Although no finalized proposals have been presented to the Washington State Parks Commission detailing possible development by Daniels Real Estate to restore a seminary at Saint Edward State Park, battle lines are being drawn between those in favor of development and those opposing it.

St. Edward Seminary was built in 1930.

Although no finalized proposals have been presented to the Washington State Parks Commission detailing possible development by Daniels Real Estate to restore a seminary at Saint Edward State Park, battle lines are being drawn between those in favor of development and those opposing it.

Tensions ran high at a Parks and Recreation Commission meeting at Edmonds Community College Jan. 28, where dozens of people came to voice their opinions on the seminary rehabilitation.

“Change. People don’t like it, it’s very uncomfortable,” said Kenmore business owner Carl Michelman, addressing the Commission. “We’re reactive, we’re never proactive.”

And so the dialogues went, as both sides made their cases to either preserve or restore the seminary.

“I urge you to do this, this is the best opportunity we could have,” Michelman said.

The 85-year-old seminary was built to train priests, but was sold to the state in 1977 and turned into Saint Edward State Park.

Since then, the building has continually deteriorated, with certain portions maintained to facilitate events, and for a time housed the park’s rangers.

Heating and lighting the building costs the state around $100,000, and as State Parks continues to feel a post-recession budget crunch, they began looking at new ways to generate revenue and preserve the seminary, which is listed on the National Register of Historic Places.

Repairs to bring the building up to code have been estimated to cost as much as $50 million.

“Stabilizing that building is going to cost a lot of money we don’t have, tearing it down is going to cost even more,” Commissioner Rodger Schmidt said.

Kevin Daniels owns Daniels Real Estate, and stated his interest last year in restoring the building and turning it into a publicly accessible lodge, similar to those found at Yellowstone or Rainier National Parks.

A deadline for submissions was extended to September of this year, to allow Daniels to submit a fleshed-out proposal on what he would do with the building.

In doing so, a land swap was proposed, whereby the state would trade around five acres, which the seminary sits on, for nearly 10 acres of undeveloped land on along the parks northern boundary.

But this proposal has rubbed many people the wrong way, especially many neighbors of the park and environmental activists.
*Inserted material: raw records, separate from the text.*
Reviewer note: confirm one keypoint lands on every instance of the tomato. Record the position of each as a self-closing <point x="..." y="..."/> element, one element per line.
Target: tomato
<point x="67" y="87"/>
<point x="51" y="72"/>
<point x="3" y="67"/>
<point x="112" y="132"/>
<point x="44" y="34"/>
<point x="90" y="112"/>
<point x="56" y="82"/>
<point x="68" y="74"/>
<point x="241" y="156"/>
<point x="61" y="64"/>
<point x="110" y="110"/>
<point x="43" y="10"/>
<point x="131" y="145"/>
David Stokes, an ecologist at the University of Washington Bothell, said the park’s most valuable resource was the natural environment. The high attendance rates, he said, showed people came not for the seminary, but for the well-preserved forestland and grounds.
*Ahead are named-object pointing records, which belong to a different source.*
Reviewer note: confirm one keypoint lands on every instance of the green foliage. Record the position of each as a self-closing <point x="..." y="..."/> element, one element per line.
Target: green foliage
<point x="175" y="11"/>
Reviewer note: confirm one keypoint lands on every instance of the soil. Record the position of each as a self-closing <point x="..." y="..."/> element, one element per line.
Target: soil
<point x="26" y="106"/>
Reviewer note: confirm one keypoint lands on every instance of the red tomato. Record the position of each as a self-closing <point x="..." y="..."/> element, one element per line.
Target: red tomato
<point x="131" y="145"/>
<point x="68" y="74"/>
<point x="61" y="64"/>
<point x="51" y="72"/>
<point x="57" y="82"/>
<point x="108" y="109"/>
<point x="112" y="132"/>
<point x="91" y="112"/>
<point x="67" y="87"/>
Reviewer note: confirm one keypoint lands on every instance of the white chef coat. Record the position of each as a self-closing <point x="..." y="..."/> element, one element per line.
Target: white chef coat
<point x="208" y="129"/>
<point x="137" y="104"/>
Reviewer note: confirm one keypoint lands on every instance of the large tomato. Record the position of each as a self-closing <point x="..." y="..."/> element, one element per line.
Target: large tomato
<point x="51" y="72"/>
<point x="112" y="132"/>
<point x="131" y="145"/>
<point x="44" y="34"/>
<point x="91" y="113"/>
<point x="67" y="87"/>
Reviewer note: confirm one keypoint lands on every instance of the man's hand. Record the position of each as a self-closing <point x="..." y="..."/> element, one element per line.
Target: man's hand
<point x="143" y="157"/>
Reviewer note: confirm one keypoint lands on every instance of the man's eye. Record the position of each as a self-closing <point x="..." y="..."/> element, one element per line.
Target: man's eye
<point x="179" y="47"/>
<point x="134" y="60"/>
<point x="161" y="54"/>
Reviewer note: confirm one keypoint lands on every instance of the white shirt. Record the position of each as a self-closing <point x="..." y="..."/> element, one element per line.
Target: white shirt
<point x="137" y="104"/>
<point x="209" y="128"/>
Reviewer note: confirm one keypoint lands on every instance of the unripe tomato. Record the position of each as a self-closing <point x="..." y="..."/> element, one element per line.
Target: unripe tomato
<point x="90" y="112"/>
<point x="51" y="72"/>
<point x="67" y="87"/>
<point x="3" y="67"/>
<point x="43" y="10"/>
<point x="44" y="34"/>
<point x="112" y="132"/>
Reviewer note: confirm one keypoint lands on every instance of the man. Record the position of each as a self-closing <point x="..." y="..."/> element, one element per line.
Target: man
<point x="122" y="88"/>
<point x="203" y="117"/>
In separate phone interviews, concerned citizens also voiced their concerns.

“We want to protect that legacy for our kids, we don’t want to give away our public park and turn it into a private hotel just to enrich the privileged,” said Kenmore resident Joe Marshall. “The land’s gotta remain public, the buildings must remain dedicated to park use or nonprofit use.”
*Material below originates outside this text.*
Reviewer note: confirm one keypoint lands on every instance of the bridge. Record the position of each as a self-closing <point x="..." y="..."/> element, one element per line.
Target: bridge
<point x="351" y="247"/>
Either partially restoring the building for public use, he said, or letting the building continue to deteriorate and stand as an open air monument would be ideal.

This idea doesn’t sit well with Kenmore Mayor David Baker.

“I would hate to see that building fall down,” he said. “I think it’s an historic building, it is a national landmark, and I’d like to see it preserved.”

Though he said he would need to see the Daniels’ proposal before coming to a decision, a feeling Kenmore resident Anita Merrill shared at the meeting.

“I am concerned that we are talking about the property exchange issues like putting the cart before the horse,” she said.

Bastyr University, which is also located in Saint Edward State Park, supports the Daniels bid.

“We’ll all be better off to preserve this historic landmark than to demolish it, or wall it up behind a fence,” university Chief of Staff Coquina Deger said at the Jan. 28 meeting. “Every interaction we had with (Daniels) and his staff was of the utmost quality.”

A State Parks meeting will be held on Feb. 9 at Kenmore City Hall, where Daniels Real Estate will discuss the land exchange and design proposal, as well as provide an opportunity for a public hearing.